In terms of the mobile apps she examined, Knight said many procedures were simply sloppy. Cyberthieves love sloppy. "Everything in the app was being logged and it had some very verbose logging. A gratuitous amount," Knight said in a Computerworld interview. "A lot wasn't being done in sandboxes and was stored directly on the mobile device."
Aaron Lint is the chief scientist and research vice president for Arxan, which underwrote the Aite research. "It’s no secret that the finance industry is a hot target because the payload is cold, hard cash," Lint said. "Virtually none of the apps tested in this research had app security measures in place that could even detect an app was being reverse-engineered, let alone actively defend against any malicious activity originating from code level tampering."

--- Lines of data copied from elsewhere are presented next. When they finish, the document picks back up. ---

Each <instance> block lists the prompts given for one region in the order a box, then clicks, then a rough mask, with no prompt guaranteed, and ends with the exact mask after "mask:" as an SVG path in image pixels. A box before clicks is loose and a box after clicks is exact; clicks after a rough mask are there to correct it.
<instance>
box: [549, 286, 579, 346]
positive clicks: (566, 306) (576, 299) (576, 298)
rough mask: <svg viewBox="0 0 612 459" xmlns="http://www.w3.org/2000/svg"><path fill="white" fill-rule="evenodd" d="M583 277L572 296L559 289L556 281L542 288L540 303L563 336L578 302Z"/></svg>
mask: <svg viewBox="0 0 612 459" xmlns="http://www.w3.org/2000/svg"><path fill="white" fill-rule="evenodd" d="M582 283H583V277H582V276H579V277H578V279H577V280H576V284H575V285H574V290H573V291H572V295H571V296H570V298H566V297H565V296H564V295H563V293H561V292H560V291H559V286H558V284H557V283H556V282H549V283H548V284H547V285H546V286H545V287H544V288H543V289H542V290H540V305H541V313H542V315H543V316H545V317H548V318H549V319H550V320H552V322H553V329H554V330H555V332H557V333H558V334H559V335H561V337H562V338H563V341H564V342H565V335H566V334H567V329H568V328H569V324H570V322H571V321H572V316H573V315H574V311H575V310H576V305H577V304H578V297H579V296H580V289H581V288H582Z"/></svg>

Lint referred to the API leakage as "a blueprint of how to deal with the app."
The Security Usability Challenge
Making the API keys so easy to find is certainly a courtesy that will be much appreciated in the dark web, although likely less so by the financial institution's customers. That said, those customers will be unable to do anything about this — such as switching banks — because Aite declined to identify which companies they looked at.
They did email Computerworld some descriptions of the companies profiled — there were 30 companies examined in eight categories: retail banking apps (four companies examined); credit card issuers (3); mobile payment apps (3); healthcare savings accounts apps (3); retail brokerage accounts (5); health insurers (4); auto insurance (4); and crypto-currency companies (4). Aite also released how many were publicly-traded (most were) and gave a hint about company-size by saying how many employees each company had (that number ranged from 250,000 employees for one of the retail banking app companies to 50 employees for one of the crypto-currency companies.
Even more troubling, Aite said, it chose to not tell any of the companies examined that it found major security holes on their sites. This is regrettable, but understandable. It's a fear — ranging from litigation to being blackballed in the industry — that pen testers have these days about examining sites or apps without the company's permission. Given that Aite has to work with these companies, it makes sense that it wouldn't want to flag these companies that they have issues.
In a Utopian world, companies would be ecstatic to be informed about issues on their site/app before cyberthieves found them, but that's not how the world works, especially in the U.S. Hint to FI companies: Hire a pen tester today to check out your site and apps. Some of you have massive issues.